One might imagine that, following Jesus’ Ascension, the Apostles would be concerned about how they would continue the work at hand without Jesus. Yes, Peter had been appointed chief among them, but he was no Jesus. It was hard enough to get people to listen to the Good News when Jesus was the one teaching; what could the Apostles accomplish?
Of course, they had no way of knowing what Jesus meant when He promised to send the Holy Spirit. They had no idea that the power of Heaven would be unleashed and they would be filled with wisdom, understanding, knowledge, counsel, fortitude, piety and fear and awe of the Lord (the gifts of the Holy Spirit.)
These gifts are not reserved for the Apostles and Mary, nor for any other select group. The gifts of the Spirit are poured out upon any Catholic who has been baptized and confirmed. And yet, the whole thing still seems quite … odd, mysterious, almost unreal. It’s hard to think of ourselves as wise, or courageous, or filled with knowledge. What does this mean for you and me?
The great Christian writer C. S. Lewis, in his book Mere Christianity, put it this way:
This third Person is called, in technical language, the Holy Ghost or the ’spirit’ of God. Do not be worried or surprised if you find it (or Him) rather vaguer or more shadowy in your mind than the other two. I think there is a reason why that must be so. In the Christian life you are not usually looking at Him. He is always acting through you. If you think of the Father as something ‘out there,’ in front of you, and of the Son as someone standing at your side, helping you to pray, trying to turn you into another son, then you have to think of the third Person as something inside you, or behind you. Perhaps some people might find it easier to begin with the third Person and work backwards. God is love, and that love works through men-especially through the whole community of Christians. But this spirit of love is, from all eternity, a love going on between the Father and the Son.
And now, what does it all matter? It matters more than anything else in the world. The whole dance, or drama, or pattern of this three-Personal life is to be played out in each one of us: or (putting it the other way round) each one of us has got to enter that pattern, take his place in that dance. There is no other way to the happiness for which we were made.

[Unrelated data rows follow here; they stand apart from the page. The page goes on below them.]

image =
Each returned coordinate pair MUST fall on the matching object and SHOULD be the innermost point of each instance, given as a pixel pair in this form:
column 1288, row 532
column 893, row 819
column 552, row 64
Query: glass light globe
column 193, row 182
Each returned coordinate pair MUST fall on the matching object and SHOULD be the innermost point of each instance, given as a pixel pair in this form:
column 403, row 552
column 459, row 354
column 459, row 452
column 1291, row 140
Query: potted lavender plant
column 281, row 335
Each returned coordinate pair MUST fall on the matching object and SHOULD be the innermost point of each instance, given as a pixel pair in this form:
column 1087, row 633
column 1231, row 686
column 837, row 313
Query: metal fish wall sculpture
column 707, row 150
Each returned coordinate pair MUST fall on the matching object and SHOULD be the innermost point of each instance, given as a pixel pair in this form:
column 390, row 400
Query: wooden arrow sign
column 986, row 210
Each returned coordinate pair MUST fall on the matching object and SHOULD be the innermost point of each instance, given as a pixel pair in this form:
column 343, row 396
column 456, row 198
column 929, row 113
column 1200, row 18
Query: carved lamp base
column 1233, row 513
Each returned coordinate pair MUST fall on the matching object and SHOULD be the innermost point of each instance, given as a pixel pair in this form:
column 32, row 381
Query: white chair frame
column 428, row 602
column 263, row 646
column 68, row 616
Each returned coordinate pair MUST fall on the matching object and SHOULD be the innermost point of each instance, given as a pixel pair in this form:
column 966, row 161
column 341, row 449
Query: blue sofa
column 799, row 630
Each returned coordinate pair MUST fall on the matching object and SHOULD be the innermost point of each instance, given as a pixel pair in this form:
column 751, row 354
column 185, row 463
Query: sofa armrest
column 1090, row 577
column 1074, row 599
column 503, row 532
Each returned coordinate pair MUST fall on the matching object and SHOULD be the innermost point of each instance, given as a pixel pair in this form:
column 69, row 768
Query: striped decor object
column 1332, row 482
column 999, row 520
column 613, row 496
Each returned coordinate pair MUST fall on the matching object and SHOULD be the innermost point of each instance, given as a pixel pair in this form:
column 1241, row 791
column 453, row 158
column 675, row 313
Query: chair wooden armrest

We must believe that Pentecost was not a one time-only event, a bit of history like the Battle of Gettysburg or the signing of the Magna Carta. Pentecost, as Lewis points out, is here and now. It is personal for each of us. It is eternal love, given to us all; we choose to participate in it (or sadly, not.) These gifts of the Spirit, like any gift, must be opened, embraced and used. They are the eternal gifts of love from the One who loves perfectly, eternally; all we must do is celebrate these gifts.